Evaluating predictive performance: How well does the model predict the future?

While projects may emphasize one aspect of the assessment depending on the goal, it is often the case that both assessments are valuable for refining your model.

Note If you need a refresher on linear and logistic regression, review Instructor Notes 1: Data mining and modeling.

# These notes use the following libraries
library('tidyverse')
library('gridExtra')
library('knitr')

Simulated data

I analyze simulated data in these notes, allowing us to observe that the models accurately recover the relationships in the simulated data.

First, I simulate a normally distributed response variable y predicted by two predictor variables: normally distributed x1 and binary x2. The relationship y ~ x1 has slope 0.5 (i.e., increasing x1 by 1 causes y to increase by 0.5), while y ~ x2 has slope -2 (i.e., increasing x2 from 0 to 1 causes y to decrease by 2). The intercept of the model is 1, meaning that when all the x equal 0, then y = 1.

# Make reproducible
set.seed(42)

# Sample size
n <- 1000

# Y-intercept
a <- 1

# Normally distributed predictor with slope = 2
x1 <- rnorm(n)
b1 <- 0.5

# Binary predictor with slope = -2
x2 <- sample(c(0,1), n, replace=TRUE)
b2 <- -2

# Y is predicted by x1 and x2 (plus normally distributed errors)
y <- a + b1*x1 + b2*x2 + rnorm(n, sd=1)

# Make dataframe
df_lin <- data.frame(y, x1, x2)

# Plot linear model data
df_lin %>% ggplot(aes(x=x1, y=y, color=factor(x2))) + 
  geom_point() + geom_smooth(method='lm') +
  ggtitle('Simulated dataset for linear regression: y ~ x1 + x2') +
  geom_hline(yintercept=a, lty=2)

Note that we could visualize this with 2 separate y ~ x1 and y ~ x2 plots. However, the plot above shows all of the key patterns in the dataset in one figure. Let’s walk through it:

The relationship y ~ x1 is captured by the regression lines, where increases of size 1 along the x axis correspond to increases of size 0.5 along the y axis (since we simulated slope = 0.5 for this relationship).
The relationship y ~ x2 is captured by the vertically shifted regression lines, pink for when x2 = 0 and blue for then x2 = 1. When x2 = 1, the entire line is shifted down by 2, corresponding to the slope of -2 we simulated for this relationship. With binary predictors, you can think of the slope as simply representing the difference in y when the binary variable is 1 verses when it is 0. In this case, whenever x2 is 1, y decreases by 2.
The y-intercept occurs at the point where all of the predictors are 0. Here, when x1 = 0 (the midline of the plot) and x2 = 0, y is approximately 1, corresponding to the simulated y-intercept of 1.

Now let’s make a new dataframe for logistic regression, keeping the same predictor variables but transforming y into a new binary target variable in two steps:

Transform y into probabilities p between 0 and 1 using the logistic function.
Simulate binomial outcome with probabilities p

# Data for logistic regression
df_log <- df_lin

# Transform y into probabilities with logistic function
df_log$p <- 1/(1 + exp(-(a + x1*b1 + x2*b2)))

# Simulate binary outcome with probabilities
df_log$y <- rbinom(n, 1, df_log$p)

# Plot logistic model data
g1 <- df_log %>% ggplot(aes(x=x1, fill=factor(y))) + geom_density(alpha=0.5) +
  ggtitle('y ~ x1')
g2 <- df_log %>% ggplot(aes(x=factor(x2), fill=factor(y))) + geom_bar(position='fill') +
  ggtitle('y ~ x2')
grid.arrange(g1, g2, nrow=1, top='Simulated dataset for logistic regression: y ~ x1 + x2')

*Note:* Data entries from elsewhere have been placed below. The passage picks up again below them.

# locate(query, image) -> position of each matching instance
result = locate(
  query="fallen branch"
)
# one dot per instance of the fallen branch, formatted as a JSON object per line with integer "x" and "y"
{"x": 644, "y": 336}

These plots show the key relationships in the dataset. Due to the logistic transformation of y into a binary variable, it is less straightforward to see how the values we simulated translate precisely into the patterns above, but we can still identify the major directional relationships:

Larger values of x1 are more likely to have y = 1 (blue density curve is shifted to the right of the pink one), corresponding to the positive relationship we simulated between y and x1.
When x2 = 1, the target y is less likely to be 1 (relatively smaller blue region for the x2 = 1 bar on the right), corresponding to the negative relationship we simulated between y and x2.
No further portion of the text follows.